Natural Beekeeping

Top Bar ApiRevolution has begun! Lets make some inexpensive Top Bar Hives and let them be pesticide free on their own natural comb! Che Guebee is a rebel bee fighting for the survival of the Biodiversity we all depend on and which is seriously endangered by deforestation and mono-crop agriculture! What kind of teaching have you got if you exclude nature?

Thursday, October 18, 2012

Ameriacan Foulbrood (AFB) is not contagious according to Les Crowder



I am reading Les Crowder's new Top Bar Beeking book (which I love) and found something extremelly interesting about the American Foulbrood which I must quote here for educational purpouse that is;

Quote:
He said, "Son, I looked up those bacteria and those bacteria are not pathogenic bacteria; they are putrefactive bacteria. I dont believe they cause the disease; they just decay the dead larvae."
I asked him what he thought caused the disease and he responded with, "the old black combs in the hive, particularly in the brood nest, arelike us trying to stay healthy in a house full of sewage. Those old combs get tick and heavy full of molds and bacteria."

I jumped over a part to this;

Quote:
"The books all say that if you find a hive sick with foulbrood, you should sterilise your hands and hive tool before you open the next hive so you dont spread the disease. I want you to try to spread the disease! Take combs full of sick larvae out of the sick hive, brush most of the bees off, and put the whole stinking comb in a healthy hive. Whatch what happens to the healthy hive. Keep trying if you want. I bet you won't be able to spread the disease, providing you dont fill up the hive with old black combs.."
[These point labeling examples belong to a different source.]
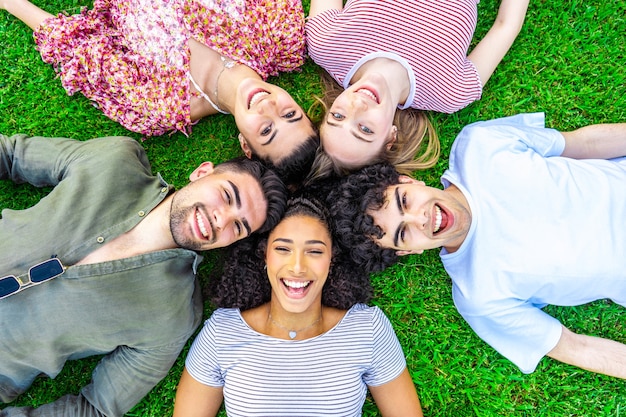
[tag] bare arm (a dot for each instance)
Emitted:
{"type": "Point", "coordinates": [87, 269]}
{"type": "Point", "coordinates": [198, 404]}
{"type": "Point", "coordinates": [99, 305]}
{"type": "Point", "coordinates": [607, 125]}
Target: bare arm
{"type": "Point", "coordinates": [398, 398]}
{"type": "Point", "coordinates": [25, 11]}
{"type": "Point", "coordinates": [591, 353]}
{"type": "Point", "coordinates": [318, 6]}
{"type": "Point", "coordinates": [491, 49]}
{"type": "Point", "coordinates": [602, 141]}
{"type": "Point", "coordinates": [194, 399]}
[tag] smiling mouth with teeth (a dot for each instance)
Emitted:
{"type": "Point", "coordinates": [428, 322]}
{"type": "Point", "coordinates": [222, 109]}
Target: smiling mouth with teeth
{"type": "Point", "coordinates": [296, 286]}
{"type": "Point", "coordinates": [438, 218]}
{"type": "Point", "coordinates": [256, 97]}
{"type": "Point", "coordinates": [202, 226]}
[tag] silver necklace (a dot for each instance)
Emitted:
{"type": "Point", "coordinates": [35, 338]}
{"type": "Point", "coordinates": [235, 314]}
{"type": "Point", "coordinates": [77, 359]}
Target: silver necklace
{"type": "Point", "coordinates": [226, 64]}
{"type": "Point", "coordinates": [292, 332]}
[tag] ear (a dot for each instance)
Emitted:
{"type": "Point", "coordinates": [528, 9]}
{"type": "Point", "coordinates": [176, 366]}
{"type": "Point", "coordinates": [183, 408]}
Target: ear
{"type": "Point", "coordinates": [205, 168]}
{"type": "Point", "coordinates": [244, 146]}
{"type": "Point", "coordinates": [394, 137]}
{"type": "Point", "coordinates": [405, 179]}
{"type": "Point", "coordinates": [409, 252]}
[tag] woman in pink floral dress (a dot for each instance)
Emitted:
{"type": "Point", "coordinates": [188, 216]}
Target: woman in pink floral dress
{"type": "Point", "coordinates": [157, 66]}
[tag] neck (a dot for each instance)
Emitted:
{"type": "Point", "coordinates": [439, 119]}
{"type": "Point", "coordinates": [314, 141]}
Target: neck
{"type": "Point", "coordinates": [295, 324]}
{"type": "Point", "coordinates": [393, 71]}
{"type": "Point", "coordinates": [208, 71]}
{"type": "Point", "coordinates": [229, 85]}
{"type": "Point", "coordinates": [153, 232]}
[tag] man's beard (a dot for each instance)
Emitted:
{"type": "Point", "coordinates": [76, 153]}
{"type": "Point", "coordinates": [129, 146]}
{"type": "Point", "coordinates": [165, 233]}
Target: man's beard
{"type": "Point", "coordinates": [178, 222]}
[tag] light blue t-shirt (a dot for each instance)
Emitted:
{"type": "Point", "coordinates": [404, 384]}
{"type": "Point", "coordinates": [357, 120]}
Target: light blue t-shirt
{"type": "Point", "coordinates": [545, 230]}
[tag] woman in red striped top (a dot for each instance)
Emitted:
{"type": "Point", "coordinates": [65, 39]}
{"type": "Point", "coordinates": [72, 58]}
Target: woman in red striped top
{"type": "Point", "coordinates": [395, 58]}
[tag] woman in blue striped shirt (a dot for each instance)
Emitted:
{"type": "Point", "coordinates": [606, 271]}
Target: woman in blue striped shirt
{"type": "Point", "coordinates": [297, 339]}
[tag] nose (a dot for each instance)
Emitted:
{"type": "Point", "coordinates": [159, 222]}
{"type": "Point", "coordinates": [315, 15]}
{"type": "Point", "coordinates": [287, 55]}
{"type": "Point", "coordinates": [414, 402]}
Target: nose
{"type": "Point", "coordinates": [298, 264]}
{"type": "Point", "coordinates": [267, 106]}
{"type": "Point", "coordinates": [358, 102]}
{"type": "Point", "coordinates": [222, 217]}
{"type": "Point", "coordinates": [418, 219]}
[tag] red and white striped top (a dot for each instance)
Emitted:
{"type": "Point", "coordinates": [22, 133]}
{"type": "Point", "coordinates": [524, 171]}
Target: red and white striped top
{"type": "Point", "coordinates": [433, 36]}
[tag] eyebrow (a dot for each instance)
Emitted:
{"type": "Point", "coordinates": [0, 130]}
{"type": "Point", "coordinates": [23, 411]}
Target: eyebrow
{"type": "Point", "coordinates": [297, 119]}
{"type": "Point", "coordinates": [244, 221]}
{"type": "Point", "coordinates": [308, 242]}
{"type": "Point", "coordinates": [399, 204]}
{"type": "Point", "coordinates": [355, 134]}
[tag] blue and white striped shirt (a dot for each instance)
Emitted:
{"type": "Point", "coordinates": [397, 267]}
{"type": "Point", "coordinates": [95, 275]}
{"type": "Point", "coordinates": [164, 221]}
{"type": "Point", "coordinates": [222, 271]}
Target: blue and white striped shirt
{"type": "Point", "coordinates": [326, 375]}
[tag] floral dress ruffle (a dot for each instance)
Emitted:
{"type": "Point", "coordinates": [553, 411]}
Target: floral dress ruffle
{"type": "Point", "coordinates": [131, 57]}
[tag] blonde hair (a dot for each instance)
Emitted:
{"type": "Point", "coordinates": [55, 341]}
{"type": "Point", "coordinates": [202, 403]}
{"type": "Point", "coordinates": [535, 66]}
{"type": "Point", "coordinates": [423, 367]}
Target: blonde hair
{"type": "Point", "coordinates": [415, 148]}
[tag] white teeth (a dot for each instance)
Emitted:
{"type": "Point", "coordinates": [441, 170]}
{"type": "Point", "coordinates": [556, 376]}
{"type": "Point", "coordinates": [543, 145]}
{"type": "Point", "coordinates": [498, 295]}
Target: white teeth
{"type": "Point", "coordinates": [438, 218]}
{"type": "Point", "coordinates": [257, 96]}
{"type": "Point", "coordinates": [296, 284]}
{"type": "Point", "coordinates": [368, 93]}
{"type": "Point", "coordinates": [201, 225]}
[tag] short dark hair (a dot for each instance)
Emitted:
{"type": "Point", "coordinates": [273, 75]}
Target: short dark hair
{"type": "Point", "coordinates": [349, 200]}
{"type": "Point", "coordinates": [294, 168]}
{"type": "Point", "coordinates": [244, 283]}
{"type": "Point", "coordinates": [272, 186]}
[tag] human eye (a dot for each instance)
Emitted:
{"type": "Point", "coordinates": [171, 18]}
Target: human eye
{"type": "Point", "coordinates": [366, 129]}
{"type": "Point", "coordinates": [266, 130]}
{"type": "Point", "coordinates": [227, 197]}
{"type": "Point", "coordinates": [402, 234]}
{"type": "Point", "coordinates": [238, 229]}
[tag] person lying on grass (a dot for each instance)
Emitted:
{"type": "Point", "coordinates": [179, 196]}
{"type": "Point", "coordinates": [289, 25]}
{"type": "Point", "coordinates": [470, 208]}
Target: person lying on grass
{"type": "Point", "coordinates": [105, 264]}
{"type": "Point", "coordinates": [528, 217]}
{"type": "Point", "coordinates": [296, 338]}
{"type": "Point", "coordinates": [160, 66]}
{"type": "Point", "coordinates": [387, 62]}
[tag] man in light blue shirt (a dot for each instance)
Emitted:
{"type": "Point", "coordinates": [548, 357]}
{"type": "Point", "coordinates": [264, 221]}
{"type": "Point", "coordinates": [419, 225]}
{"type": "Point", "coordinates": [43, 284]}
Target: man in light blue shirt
{"type": "Point", "coordinates": [528, 216]}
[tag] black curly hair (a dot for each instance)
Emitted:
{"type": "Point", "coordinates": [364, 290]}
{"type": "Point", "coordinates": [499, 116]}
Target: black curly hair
{"type": "Point", "coordinates": [244, 283]}
{"type": "Point", "coordinates": [348, 201]}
A week later I did find American Foulbrood in one of my hives. I decided to try Dr. Lyle's experiment. I shook most of the bees off and gave the comb full of dead, decaying larvae to a small, queen mating nucleus hive .... it had a total of four combs and now one of them was filled with foulbrood-infected larvae.
.... .... ....
.... One week later I looked inside there were no dead larvae or any other indication of foulbrood on the healthy combs, and the foulbrood comb had very few sick larvae left. I thought that perhaps there might be an incubation period and that I hadnt waited long enough. When I checked again in another week, the hive seemed disease-free. I gave it another infected comb and watched it all summer. It never got sick."